The narrator is a lighthouse keeper, recently retired from a life at sea, who thinks his new job will be a near-sinecure. But the enthusiasm which which the board recruits him, and some talk with a typically gnomic local, makes it clear early on that the post is problematic. After all, if your job interview consists largely of a series of questions about mythical sea creatures, there's obviously something going on.
It's a nicely-crafted tale, as the lonely hero discovers that the 'Professor' who built the lighthouse and was its first keeper incorporated a mysterious speaking tube into the design. The copper pipe reaches down into an undersea cave, and when the narrator unstops it he hears more than the sounds of the waves. He becomes a victim of enchantment, and the being that casts her spell over him is described in just enough to detail to convey a sense of strangeness, beauty, and danger. Will he, and others, suffer a terrible fate as the sea-being urges him to neglect his duties at the height of a storm?

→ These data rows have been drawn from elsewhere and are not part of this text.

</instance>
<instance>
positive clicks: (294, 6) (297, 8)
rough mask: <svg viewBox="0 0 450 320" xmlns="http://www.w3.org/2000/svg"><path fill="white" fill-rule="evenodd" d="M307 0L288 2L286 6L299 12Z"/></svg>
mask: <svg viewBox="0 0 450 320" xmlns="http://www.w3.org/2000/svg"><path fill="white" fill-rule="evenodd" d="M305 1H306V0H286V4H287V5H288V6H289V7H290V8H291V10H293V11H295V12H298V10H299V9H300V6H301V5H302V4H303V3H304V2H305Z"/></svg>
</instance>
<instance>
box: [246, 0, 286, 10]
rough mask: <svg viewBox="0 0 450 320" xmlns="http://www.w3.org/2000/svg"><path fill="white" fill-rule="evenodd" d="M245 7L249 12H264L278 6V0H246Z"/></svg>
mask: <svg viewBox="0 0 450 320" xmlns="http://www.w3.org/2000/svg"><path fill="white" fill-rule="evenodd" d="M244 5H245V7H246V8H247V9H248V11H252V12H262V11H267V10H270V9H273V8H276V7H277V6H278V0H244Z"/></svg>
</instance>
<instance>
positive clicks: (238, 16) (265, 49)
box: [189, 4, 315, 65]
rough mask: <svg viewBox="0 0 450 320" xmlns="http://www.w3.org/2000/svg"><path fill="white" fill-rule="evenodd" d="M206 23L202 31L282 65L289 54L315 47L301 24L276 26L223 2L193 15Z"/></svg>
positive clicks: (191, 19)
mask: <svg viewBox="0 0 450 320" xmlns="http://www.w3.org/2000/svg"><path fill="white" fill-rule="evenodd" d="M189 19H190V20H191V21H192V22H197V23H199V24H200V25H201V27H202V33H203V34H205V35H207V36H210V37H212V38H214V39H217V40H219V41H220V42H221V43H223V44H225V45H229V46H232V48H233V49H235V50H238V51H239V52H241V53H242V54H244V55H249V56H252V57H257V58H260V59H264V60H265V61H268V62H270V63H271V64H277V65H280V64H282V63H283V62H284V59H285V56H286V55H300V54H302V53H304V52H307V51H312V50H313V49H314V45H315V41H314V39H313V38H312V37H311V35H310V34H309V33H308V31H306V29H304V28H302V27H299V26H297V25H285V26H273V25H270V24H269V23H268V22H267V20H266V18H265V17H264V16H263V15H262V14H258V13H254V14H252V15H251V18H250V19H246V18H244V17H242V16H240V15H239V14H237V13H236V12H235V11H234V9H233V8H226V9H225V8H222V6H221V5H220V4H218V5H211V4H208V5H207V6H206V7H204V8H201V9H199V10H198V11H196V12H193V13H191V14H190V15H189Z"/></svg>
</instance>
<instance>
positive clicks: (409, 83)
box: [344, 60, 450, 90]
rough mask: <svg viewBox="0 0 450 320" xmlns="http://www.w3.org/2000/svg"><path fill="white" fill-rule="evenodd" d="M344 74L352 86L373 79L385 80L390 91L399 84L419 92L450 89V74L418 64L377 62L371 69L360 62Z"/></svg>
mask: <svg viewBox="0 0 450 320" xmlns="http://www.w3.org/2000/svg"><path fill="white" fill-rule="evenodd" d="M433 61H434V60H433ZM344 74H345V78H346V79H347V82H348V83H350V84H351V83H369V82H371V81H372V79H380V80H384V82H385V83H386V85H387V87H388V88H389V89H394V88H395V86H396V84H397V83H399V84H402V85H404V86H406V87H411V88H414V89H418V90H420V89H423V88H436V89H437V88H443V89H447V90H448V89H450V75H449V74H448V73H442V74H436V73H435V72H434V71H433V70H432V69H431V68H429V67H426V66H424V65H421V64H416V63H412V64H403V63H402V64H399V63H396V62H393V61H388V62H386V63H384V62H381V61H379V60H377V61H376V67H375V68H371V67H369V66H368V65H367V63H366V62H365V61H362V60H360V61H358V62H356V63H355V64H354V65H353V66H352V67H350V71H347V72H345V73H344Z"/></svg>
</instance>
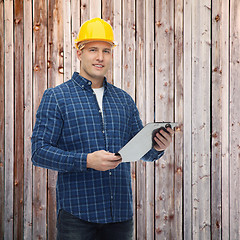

I love supernatural sea stories and this one was right up my street, or perhaps strait. My only quibble is that the author's grasp of history seems a bit wonky. Early on we read that the narrator travels to the nameless seaport by coach, but later we learn that in his youth he sailed in a steel-hulled ship. This makes no sense as stagecoaches were wiped out by the railways at the same time that steel ship construction became commonplace. But this is a minor point for history nerds.
Another story reviewed tomorrow, if I'm spared by the mer-folk!